Why force a student to stay in a school that has long been branded a “drop-out factory?”  Why keep a kid in school until he is 18 when he only reading at the grade level of an eight-year-old?  Why stick around for a high school diploma when it also requires massive remediation to attend a postsecondary institution?
No, the call should not be to require students to stick around a bad situation, giving us nothing more than a process win.  Instead, we should be focused on improving the outcomes of high school.  How do we demonstrate the relevance of a high school curriculum?  How do we engage kids?  How do we provide choices for a meaningful high school education?  How do we show the college and career paths that come from earning that diploma?  How do we make kids see they want to stick around, and don’t have to be mandated to do so?

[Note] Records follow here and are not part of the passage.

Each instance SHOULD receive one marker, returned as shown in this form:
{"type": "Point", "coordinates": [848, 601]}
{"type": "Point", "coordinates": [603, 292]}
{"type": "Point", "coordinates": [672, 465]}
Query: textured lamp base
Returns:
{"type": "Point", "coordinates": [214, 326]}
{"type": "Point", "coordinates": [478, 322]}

At this point in time, we all realize that a high school diploma is the bare minimum to participate in our economy and our society.  For most, some form of postsecondary education is also necessary.  Until we improve the quality and direction of our high schools — and help kids see that dropping out is never a viable option — that mandatory diploma will be nothing more than a certificate of attendance.  We need to make a diploma something all kids covet … not a mandatory experience like going to the dentist.